7. Regulatory Landscape

  • Not approved by FDA/EMA/PMDA.

  • Development discontinued due to oncogenicity in animals.

  • Remains a research-only compound.

  • All PPARδ agonists = WADA prohibited.

8. Practical Take & Future Directions

  • No human self-use.
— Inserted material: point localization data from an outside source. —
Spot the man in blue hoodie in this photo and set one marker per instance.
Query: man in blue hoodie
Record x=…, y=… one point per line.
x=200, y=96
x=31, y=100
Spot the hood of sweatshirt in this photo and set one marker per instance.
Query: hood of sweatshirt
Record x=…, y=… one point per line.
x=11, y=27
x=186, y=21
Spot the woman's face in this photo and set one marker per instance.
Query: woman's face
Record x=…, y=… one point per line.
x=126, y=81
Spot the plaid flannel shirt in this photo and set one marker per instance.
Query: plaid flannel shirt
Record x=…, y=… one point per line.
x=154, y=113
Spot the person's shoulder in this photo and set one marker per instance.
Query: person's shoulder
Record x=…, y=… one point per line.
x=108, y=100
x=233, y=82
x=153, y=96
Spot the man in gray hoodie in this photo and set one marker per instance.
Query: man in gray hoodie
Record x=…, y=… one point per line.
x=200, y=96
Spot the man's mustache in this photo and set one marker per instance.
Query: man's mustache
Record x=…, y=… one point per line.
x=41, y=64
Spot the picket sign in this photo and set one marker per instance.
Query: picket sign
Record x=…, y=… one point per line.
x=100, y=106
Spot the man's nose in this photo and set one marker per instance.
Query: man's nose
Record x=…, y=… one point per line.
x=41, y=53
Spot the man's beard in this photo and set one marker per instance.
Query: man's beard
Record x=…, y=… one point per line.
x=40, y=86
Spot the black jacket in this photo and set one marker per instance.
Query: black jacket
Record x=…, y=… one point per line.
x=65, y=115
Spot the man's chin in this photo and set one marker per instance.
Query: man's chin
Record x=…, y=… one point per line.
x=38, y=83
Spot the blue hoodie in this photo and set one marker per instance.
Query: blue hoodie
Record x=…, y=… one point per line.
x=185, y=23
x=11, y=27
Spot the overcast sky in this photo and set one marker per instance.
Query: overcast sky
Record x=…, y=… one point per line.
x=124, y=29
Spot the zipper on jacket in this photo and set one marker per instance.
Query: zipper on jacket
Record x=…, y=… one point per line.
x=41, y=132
Safety window unknown; serious carcinogenicity concerns.

  • Research directions:

    • Biased PPARδ agonists that retain FAO/mitochondrial benefits while reducing proliferative risk.

    • Tissue-targeted δ agonists (e.g., muscle-selective) to avoid systemic exposure.

    • Combination with GLP-1/GIP agonists or AMPK activators for metabolic synergy if safety improved.

  • Trial considerations (hypothetical): Require low-dose, short exposure, intense oncologic monitoring, and biomarker-driven go/no-go gating.

Selected References

  • Cell Metabolism; Nature Medicine — PPARδ-driven endurance and metabolic remodeling.

  • ATVB; Circulation Research; Cardiovascular Research — Lipid and atheroprotective effects; endothelial function.

  • Diabetes; JCI — Insulin-sensitizing and NAFLD improvements.

  • Hepatology; Gastroenterology — Anti-steatotic/anti-inflammatory liver results.

  • PNAS; Gut — Immune/NF-κB transrepression and colitis relief.

  • Kidney International; AJP Lung — Kidney/lung fibrosis and remodeling.

  • GLP toxicology datasets summarizing carcinogenicity outcomes (industry/EMA briefing notes).